Ad un certo punto il cappuccino, su consiglio dei superiori, inizia a stendere le sue riflessioni e le meditazioni scaturite dalle esperienze mistiche che vive. Da questi scritti traspare una profondità di pensiero e una sapienza del cuore fuori dell’ordinario, nonostante le carenze culturali e le frequenti imprecisioni formali, dovute all’istruzione sommaria ricevuta nei primi anni in convento. Il fatto è che Tommaso, mai spinto da ambizioni o orgoglio, si dichiara “povero e indegnissimo servo di Giesù Christo”. Lui vive in modo assoluto il distacco dalle categorie mondane, in completa e serena sottomissione alla volontà di Dio, per cui lo scrivere per lui non è che un’altra forma di servizio apostolico, destinata al bene delle anime. Esattamente come si dedica al lavaggio dei piatti e del pentolame, o all’intaglio di cucchiai di legno. Oltre al già citato Fuoco d’amore, le altre opere del frate bergamasco, che raccolgono una gran quantità di materiale documentale, portano i seguenti titoli: Scala di perfezione, Selva di contemplazione, Concetti Morali contra gli Heretici, l’Epistolario con 27 lettere.
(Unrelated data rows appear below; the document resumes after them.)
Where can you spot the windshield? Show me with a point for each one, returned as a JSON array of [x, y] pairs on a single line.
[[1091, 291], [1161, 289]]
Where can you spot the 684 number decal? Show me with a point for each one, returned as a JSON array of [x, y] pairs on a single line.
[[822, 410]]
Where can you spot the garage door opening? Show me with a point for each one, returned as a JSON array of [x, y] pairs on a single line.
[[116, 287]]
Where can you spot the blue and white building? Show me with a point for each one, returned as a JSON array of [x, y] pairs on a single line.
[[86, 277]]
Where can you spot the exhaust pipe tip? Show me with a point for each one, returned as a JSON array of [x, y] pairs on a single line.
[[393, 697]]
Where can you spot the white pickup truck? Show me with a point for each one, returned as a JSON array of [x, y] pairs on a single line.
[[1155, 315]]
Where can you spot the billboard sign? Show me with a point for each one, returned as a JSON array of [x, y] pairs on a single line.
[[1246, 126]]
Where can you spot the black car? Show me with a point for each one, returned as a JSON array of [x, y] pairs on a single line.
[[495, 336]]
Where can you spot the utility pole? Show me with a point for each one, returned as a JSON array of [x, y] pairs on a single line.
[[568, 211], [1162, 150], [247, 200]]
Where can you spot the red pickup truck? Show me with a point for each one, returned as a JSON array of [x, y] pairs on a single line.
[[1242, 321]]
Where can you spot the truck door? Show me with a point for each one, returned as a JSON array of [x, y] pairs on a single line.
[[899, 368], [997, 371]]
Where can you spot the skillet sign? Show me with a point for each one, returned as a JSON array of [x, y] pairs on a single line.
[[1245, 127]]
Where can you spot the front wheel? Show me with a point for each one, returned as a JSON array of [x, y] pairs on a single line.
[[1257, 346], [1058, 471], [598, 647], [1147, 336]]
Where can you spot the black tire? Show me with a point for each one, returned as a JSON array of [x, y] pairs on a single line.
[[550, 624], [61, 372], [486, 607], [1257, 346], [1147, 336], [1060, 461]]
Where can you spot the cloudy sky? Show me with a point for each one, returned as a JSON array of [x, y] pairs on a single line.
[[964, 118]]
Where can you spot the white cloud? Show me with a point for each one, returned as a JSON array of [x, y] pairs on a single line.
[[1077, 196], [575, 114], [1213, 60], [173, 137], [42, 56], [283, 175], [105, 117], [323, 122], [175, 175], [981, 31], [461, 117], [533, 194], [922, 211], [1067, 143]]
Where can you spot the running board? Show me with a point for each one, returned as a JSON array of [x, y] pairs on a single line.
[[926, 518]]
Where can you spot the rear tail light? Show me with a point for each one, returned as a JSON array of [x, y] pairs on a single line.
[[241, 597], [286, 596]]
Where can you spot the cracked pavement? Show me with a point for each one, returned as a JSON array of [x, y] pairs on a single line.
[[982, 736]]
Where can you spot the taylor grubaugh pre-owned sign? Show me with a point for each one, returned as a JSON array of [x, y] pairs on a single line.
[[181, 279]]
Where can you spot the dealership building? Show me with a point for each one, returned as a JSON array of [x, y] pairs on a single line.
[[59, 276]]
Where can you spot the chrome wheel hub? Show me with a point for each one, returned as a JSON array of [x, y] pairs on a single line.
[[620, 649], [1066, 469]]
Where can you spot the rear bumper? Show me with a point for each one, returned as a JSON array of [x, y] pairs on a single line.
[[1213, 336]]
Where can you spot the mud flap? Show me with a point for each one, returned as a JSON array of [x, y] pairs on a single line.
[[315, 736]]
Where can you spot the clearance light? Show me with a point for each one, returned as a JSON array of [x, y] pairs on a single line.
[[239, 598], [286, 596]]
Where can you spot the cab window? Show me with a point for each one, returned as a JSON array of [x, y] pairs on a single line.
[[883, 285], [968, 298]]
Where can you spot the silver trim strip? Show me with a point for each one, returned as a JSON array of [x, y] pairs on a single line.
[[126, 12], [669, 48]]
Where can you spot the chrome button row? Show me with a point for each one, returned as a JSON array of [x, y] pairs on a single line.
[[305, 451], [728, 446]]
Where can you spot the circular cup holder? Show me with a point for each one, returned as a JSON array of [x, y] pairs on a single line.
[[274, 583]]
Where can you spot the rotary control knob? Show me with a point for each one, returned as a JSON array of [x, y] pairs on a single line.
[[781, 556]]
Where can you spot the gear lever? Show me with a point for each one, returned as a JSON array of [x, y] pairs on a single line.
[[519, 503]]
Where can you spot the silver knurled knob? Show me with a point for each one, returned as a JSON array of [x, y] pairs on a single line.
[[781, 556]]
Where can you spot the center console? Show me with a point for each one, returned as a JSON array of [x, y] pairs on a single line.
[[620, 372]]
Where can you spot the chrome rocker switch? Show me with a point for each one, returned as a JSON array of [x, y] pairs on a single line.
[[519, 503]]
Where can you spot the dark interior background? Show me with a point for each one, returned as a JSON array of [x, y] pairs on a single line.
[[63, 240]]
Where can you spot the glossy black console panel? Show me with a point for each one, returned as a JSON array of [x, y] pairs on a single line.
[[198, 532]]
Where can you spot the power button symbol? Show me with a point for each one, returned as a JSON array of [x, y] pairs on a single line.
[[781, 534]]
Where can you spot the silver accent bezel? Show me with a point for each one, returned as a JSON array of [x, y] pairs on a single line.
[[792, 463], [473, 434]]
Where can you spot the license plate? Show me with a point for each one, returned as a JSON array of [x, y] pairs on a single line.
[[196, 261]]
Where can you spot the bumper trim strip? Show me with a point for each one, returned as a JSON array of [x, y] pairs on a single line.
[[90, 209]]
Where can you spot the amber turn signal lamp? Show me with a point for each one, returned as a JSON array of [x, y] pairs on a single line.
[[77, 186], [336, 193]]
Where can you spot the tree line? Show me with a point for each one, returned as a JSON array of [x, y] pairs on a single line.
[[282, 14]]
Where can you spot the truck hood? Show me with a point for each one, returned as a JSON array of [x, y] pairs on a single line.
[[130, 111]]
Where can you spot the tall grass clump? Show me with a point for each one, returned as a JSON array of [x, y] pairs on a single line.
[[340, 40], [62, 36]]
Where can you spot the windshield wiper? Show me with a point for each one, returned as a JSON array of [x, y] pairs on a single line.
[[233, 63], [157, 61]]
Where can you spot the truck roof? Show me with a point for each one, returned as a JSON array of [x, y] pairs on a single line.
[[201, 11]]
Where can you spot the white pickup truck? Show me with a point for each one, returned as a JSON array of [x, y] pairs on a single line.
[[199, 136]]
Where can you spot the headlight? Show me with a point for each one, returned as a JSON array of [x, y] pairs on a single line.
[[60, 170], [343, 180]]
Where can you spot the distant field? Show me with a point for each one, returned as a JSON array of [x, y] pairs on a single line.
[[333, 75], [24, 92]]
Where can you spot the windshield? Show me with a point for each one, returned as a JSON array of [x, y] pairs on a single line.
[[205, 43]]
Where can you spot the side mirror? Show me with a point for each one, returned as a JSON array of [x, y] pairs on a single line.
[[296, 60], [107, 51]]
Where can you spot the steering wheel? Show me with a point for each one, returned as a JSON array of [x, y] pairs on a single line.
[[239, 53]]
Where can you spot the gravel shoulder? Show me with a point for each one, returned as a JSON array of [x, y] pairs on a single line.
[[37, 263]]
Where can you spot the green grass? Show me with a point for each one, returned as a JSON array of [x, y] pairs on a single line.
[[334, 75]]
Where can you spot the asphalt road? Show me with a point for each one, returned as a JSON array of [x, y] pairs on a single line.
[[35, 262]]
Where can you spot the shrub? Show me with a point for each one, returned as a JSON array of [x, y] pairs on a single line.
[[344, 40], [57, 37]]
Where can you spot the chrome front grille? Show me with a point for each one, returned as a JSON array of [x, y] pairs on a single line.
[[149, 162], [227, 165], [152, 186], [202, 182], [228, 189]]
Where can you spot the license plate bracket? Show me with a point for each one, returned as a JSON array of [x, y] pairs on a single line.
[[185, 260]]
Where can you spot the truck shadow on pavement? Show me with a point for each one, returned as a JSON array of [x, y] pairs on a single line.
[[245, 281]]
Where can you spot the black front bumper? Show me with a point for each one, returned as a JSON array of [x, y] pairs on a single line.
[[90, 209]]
Gli ultimi anni di vita il frate li trascorre a Innsbruck, dove sebbene prostrato da una seria malattia, non trascura i suoi impegni di apostolato, continuando a comporre trattati morali e a mantenere fitti contatti epistolari con le persone conosciute. Lì muore nel 1631, a 68 anni, compianto da tanti e onorato dai confratelli. E viene sepolto nella cripta della locale chiesa dei Cappuccini. Subito dopo la morte, la voce popolare definisce santo fra’ Tommaso da Olera, che tale è già stato considerato in vita. Si verificano grazie alla sua intercessione episodi prodigiosi, come guarigioni inspiegabili. Il processo per la beatificazione inizierà nel 1967 e si concluderà nel 2013.

Proprio nel 2013 viene realizzato un docufilm dal titolo Tommaso ad opera del regista Omar Pesenti, con la partecipazione dell’attore Tiziano Ferrari, entrambi affascinati da una figura così carismatica e viva nonostante i secoli che ci separano da lui.